Gold – Will the Fed decision come in favor of it?

Near-future sentiment will depend on a Federal Reserve meeting outcome. A prospect of a slower rate hike or pause will lead to bullish momentum in Gold prices or vice versa.

 Gold prices trading with minor gains.  The trading range is extremely narrow as a result of traders bracing themselves for important U.S. inflation data as well as a number of significant central bank meetings this week. A mixed cue on the global economy and U.S. monetary policy also holds it in indecisive mode.

Furthermore,   Since expectations surrounding the Fed will slow its pace of interest rate hikes in its policy meet, the dollar index weakens against its other major counterparts. Now the currency is trading at 103.249, down by 0.37%.

The Fed is widely expected to pause its year-long tightening cycle as officials assess the impact of lifting interest rates to a 16-year high, but the release of the latest U.S. consumer inflation numbers could alter expectations.

The May CPI release is expected to show a rise of 4.1% over the year and 0.2% for the month, down from 4.9% and 0.4%, respectively in April. It is anticipated that core prices, which exclude volatile food and energy, will increase 5.3% annually and 0.4% monthly.

Technical Outlook –

On the chart, since 2 June 2023, Gold prices consolidating above their crucial support of 59200, while facing the resistance of 60200 levels.  The recent price action is forming a pennant pattern. However, a bullish confirmation will come after a break above 60120. For the upside target  60500-61050.00-61500.
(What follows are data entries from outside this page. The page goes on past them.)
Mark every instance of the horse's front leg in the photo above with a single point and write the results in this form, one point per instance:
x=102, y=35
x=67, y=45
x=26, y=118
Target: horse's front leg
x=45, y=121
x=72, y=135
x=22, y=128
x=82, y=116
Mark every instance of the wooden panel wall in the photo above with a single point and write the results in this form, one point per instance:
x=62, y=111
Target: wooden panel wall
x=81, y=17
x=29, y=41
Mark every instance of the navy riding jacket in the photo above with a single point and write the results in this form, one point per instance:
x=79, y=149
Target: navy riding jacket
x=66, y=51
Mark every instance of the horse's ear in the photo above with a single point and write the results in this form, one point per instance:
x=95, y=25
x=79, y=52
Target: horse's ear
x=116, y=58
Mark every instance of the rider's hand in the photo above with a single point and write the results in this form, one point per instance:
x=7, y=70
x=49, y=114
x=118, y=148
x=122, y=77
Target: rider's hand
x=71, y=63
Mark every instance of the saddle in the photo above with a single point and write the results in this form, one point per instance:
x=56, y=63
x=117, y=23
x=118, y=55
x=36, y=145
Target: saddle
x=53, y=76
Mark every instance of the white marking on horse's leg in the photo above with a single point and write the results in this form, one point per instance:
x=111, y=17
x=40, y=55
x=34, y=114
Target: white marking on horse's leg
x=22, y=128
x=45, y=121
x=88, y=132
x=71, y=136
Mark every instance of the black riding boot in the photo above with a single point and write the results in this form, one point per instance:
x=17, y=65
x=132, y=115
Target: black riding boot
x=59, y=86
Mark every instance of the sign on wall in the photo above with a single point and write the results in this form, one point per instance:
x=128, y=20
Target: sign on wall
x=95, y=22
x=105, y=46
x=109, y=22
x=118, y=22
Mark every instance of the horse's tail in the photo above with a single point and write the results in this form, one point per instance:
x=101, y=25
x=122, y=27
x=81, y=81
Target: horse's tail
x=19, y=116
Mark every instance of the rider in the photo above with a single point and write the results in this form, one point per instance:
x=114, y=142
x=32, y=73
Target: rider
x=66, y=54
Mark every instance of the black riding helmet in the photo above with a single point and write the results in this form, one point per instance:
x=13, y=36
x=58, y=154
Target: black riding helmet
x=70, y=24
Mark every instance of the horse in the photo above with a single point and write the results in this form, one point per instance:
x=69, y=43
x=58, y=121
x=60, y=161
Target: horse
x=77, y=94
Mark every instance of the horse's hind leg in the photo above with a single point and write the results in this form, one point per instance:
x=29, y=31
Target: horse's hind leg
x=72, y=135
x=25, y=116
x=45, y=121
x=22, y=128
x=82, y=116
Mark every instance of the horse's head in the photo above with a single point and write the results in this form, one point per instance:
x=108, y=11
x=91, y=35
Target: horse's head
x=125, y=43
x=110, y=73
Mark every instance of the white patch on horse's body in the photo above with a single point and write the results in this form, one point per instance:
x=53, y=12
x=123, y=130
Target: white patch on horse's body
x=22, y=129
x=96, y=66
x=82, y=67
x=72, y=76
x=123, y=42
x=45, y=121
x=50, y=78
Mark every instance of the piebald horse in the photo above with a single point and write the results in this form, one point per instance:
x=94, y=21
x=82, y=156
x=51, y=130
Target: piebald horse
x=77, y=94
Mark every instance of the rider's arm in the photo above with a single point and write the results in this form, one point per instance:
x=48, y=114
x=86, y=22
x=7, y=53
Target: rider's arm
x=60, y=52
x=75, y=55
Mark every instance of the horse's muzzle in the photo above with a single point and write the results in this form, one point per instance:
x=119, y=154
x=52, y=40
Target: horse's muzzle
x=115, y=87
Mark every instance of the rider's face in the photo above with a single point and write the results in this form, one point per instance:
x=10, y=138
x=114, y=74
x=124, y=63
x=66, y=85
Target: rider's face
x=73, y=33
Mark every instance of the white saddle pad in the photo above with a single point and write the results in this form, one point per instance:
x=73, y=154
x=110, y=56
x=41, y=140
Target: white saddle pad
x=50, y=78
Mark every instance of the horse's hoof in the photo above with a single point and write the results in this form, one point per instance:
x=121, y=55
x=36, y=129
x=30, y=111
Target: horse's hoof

Alternatively, prices may consolidate in between the range of 60120-59200.00 in the near future.

On the downside, a break below 59200 will witness a free fall in Gold prices. It could test 58550-58050 thereafter.

Further, Fed decision and CPI data will play a vital for the near future momentum. A rate pause will put pressure on the dollar. As we know, the dollar and bullion have an inverse relation in the price movement.  A weaker dollar could lead to bullish momentum in bullion or vice versa.